The 12-week program is an innovative partnership between Christiana Care, Main Line Health and the New Castle County Route 9 Library and Innovation Center. Each Saturday, teens from several public high schools worked with medical students from Sidney Kimmel Medical College at Thomas Jefferson University.
“I’m very interested in health care and I enjoyed doing research with my team for our presentation,” said Tamryalyn Jourdain, a ninth-grade student at William Penn.
The teens explored various aspects of emergency medicine, gaining valuable insights that will help them further their health and science education and inspire them on their career paths.
“This is all about pipeline and partnership,” said Lisa Maxwell, M.D., assistant chief learning officer at Christiana Care. “At the end of the day, what we want is a healthy state, and these young people can help us achieve that goal by getting an education in health care and taking care of the people back home in Delaware.”
The students attend Howard High School, William Penn High School, Mount Pleasant High School and St. George’s High School. Three teams made presentations at the semester finale on April 7 at the library’s Black Box Theater, to an audience that included their family members and Matt Meyer, New Castle County executive.

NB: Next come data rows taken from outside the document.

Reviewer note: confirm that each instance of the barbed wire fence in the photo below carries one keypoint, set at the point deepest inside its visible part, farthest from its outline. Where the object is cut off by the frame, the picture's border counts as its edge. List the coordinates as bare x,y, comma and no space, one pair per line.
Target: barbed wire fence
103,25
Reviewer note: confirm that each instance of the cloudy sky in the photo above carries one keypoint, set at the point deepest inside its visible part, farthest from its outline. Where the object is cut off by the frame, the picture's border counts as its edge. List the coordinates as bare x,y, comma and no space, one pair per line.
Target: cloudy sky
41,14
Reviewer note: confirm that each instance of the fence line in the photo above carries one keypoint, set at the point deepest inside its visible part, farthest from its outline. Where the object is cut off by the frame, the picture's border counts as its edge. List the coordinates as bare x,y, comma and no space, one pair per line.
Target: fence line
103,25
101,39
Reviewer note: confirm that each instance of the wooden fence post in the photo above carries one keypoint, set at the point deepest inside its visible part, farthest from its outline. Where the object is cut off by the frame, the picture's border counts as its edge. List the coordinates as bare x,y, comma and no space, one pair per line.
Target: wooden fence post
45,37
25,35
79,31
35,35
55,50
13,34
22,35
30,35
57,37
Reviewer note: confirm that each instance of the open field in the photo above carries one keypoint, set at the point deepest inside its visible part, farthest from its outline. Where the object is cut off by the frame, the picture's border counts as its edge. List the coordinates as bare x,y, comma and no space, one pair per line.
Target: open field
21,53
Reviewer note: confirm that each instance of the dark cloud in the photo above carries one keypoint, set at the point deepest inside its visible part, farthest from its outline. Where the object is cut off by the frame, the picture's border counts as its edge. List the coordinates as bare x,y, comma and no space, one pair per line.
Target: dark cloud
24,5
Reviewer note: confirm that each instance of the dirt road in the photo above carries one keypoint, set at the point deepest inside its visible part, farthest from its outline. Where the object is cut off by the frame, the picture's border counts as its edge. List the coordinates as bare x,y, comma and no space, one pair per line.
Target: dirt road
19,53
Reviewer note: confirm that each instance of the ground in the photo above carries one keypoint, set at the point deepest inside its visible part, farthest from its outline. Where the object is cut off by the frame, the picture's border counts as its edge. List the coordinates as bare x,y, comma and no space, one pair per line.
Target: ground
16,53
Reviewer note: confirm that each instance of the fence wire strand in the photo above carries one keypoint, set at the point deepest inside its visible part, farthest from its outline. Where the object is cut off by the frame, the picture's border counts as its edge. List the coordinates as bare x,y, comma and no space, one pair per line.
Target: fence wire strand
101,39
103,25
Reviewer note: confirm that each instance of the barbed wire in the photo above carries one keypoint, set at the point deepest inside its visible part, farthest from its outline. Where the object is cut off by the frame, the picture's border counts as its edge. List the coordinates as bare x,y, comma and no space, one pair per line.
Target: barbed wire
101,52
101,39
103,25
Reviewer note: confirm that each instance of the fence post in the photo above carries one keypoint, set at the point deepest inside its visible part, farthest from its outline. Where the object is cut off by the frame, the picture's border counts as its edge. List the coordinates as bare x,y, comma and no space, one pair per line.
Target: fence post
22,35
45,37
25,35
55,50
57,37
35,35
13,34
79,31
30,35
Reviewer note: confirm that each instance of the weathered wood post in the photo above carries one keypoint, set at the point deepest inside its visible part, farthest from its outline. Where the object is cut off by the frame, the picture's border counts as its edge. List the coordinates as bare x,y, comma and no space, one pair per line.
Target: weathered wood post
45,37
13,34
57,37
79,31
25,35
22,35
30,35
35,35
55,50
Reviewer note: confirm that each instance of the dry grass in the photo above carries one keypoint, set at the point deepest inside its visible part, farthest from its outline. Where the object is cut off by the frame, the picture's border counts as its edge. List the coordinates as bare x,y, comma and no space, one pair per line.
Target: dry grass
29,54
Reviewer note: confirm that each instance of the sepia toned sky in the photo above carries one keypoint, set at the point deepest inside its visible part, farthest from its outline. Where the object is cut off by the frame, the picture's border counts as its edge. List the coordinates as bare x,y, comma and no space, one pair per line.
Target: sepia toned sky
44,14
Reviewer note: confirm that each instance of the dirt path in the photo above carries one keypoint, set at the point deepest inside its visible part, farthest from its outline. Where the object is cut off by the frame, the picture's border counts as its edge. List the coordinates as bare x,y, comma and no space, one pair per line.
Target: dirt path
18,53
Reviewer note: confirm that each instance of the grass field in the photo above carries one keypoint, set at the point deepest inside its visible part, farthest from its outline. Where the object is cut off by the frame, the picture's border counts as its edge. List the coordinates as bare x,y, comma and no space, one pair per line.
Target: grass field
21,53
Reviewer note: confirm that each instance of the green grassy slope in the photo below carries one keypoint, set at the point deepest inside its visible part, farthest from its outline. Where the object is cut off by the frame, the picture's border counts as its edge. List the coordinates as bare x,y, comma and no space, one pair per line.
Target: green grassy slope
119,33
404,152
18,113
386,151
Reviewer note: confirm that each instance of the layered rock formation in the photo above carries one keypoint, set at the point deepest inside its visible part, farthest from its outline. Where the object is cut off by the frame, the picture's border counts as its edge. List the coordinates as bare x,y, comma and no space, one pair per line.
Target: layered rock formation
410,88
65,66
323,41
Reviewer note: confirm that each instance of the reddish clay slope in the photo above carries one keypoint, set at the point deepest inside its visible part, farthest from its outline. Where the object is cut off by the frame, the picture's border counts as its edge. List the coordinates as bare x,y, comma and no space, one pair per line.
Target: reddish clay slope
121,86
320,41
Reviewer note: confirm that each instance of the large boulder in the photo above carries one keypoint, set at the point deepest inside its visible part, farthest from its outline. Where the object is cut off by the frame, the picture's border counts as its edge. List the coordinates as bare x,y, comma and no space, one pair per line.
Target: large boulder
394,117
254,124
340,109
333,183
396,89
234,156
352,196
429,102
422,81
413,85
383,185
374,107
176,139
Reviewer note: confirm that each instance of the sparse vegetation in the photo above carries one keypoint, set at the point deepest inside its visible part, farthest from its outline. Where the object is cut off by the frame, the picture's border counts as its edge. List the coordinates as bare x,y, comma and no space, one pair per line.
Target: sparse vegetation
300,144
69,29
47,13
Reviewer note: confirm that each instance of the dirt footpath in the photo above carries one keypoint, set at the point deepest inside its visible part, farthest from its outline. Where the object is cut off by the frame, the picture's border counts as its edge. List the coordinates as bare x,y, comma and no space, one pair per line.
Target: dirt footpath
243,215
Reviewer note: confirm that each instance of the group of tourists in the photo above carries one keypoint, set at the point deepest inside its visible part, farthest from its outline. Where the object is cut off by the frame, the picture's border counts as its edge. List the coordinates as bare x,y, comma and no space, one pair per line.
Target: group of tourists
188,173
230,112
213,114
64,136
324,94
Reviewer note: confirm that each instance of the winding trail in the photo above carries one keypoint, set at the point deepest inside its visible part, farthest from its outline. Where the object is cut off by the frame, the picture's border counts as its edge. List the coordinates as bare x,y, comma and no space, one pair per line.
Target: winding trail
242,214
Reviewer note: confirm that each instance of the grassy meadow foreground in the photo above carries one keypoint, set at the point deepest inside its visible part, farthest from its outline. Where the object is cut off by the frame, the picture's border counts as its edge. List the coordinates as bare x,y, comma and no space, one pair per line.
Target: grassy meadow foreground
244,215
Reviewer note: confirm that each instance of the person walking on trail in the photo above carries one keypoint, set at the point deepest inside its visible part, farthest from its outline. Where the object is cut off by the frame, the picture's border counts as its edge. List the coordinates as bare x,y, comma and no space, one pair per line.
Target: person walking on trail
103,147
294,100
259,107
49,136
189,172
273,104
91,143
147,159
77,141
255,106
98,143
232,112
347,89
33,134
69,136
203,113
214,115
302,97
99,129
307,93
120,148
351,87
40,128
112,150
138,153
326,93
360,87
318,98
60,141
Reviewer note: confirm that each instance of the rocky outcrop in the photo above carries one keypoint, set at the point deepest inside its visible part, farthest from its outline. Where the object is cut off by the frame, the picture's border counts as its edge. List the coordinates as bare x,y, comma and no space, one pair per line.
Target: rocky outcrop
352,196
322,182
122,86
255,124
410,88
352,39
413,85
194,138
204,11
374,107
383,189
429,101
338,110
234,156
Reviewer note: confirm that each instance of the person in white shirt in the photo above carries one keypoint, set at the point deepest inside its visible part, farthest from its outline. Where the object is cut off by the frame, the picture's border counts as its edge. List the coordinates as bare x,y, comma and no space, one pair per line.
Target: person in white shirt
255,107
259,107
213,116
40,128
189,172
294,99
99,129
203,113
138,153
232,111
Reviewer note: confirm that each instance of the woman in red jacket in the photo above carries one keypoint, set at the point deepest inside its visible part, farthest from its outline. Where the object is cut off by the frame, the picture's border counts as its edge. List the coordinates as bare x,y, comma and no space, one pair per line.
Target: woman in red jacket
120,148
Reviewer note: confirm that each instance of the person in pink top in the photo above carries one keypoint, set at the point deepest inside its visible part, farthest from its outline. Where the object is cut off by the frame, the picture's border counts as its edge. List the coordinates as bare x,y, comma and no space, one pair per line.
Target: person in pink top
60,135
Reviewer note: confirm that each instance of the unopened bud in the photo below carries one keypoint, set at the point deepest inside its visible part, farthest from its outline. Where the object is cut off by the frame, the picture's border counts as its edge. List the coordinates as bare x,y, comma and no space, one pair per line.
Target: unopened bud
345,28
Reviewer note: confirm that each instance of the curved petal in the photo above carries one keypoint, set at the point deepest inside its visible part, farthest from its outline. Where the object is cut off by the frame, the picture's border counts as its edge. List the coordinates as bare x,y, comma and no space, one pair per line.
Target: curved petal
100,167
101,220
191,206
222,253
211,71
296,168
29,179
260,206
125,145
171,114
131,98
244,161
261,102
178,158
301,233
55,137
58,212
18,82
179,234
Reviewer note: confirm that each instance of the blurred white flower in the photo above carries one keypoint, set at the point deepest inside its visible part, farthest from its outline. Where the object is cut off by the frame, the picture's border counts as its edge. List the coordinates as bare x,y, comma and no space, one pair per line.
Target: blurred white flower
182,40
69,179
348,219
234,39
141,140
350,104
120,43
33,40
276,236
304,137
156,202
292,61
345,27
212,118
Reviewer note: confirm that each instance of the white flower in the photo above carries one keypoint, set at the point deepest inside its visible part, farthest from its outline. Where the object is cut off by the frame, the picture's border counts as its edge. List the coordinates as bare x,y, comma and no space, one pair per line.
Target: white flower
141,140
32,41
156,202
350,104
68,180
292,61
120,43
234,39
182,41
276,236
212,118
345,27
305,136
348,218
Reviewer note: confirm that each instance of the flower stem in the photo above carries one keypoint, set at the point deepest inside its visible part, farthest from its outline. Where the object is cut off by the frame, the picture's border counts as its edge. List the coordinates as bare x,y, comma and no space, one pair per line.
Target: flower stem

Their topics: three types of brain tumors; causes and treatments for pulmonary embolisms; and a case study of a football player who suffered a concussion.
Meyer said he is hopeful the students will continue their education and contribute to a skilled, vibrant workforce that will improve the quality of life for everyone in the county.
“These students — both the medical students and the high school students — gave generously of their time to make this program a great success,” said Dana Beckton, director of Diversity and Inclusion at Christiana Care. “Everyone showed how much they truly care, and we could not be more grateful.”
The program was rewarding to the medical students who mentored the high school students. Gabrielle James, a third-year student and the daughter of Jamaican immigrants, was grateful for the opportunity to give back to students in Delaware, where she was raised.
“To be a good doctor, I need to be a good teacher,” she said. “Working with these students gave me the opportunity to improve my skills as a teacher.”
Each graduate received a certificate, a white doctor’s coat and a copy of the book “Living and Dying in Brick City: Stories from the Front Lines of an Inner City ER” by Lisa Frazier Page and Sampson Davis.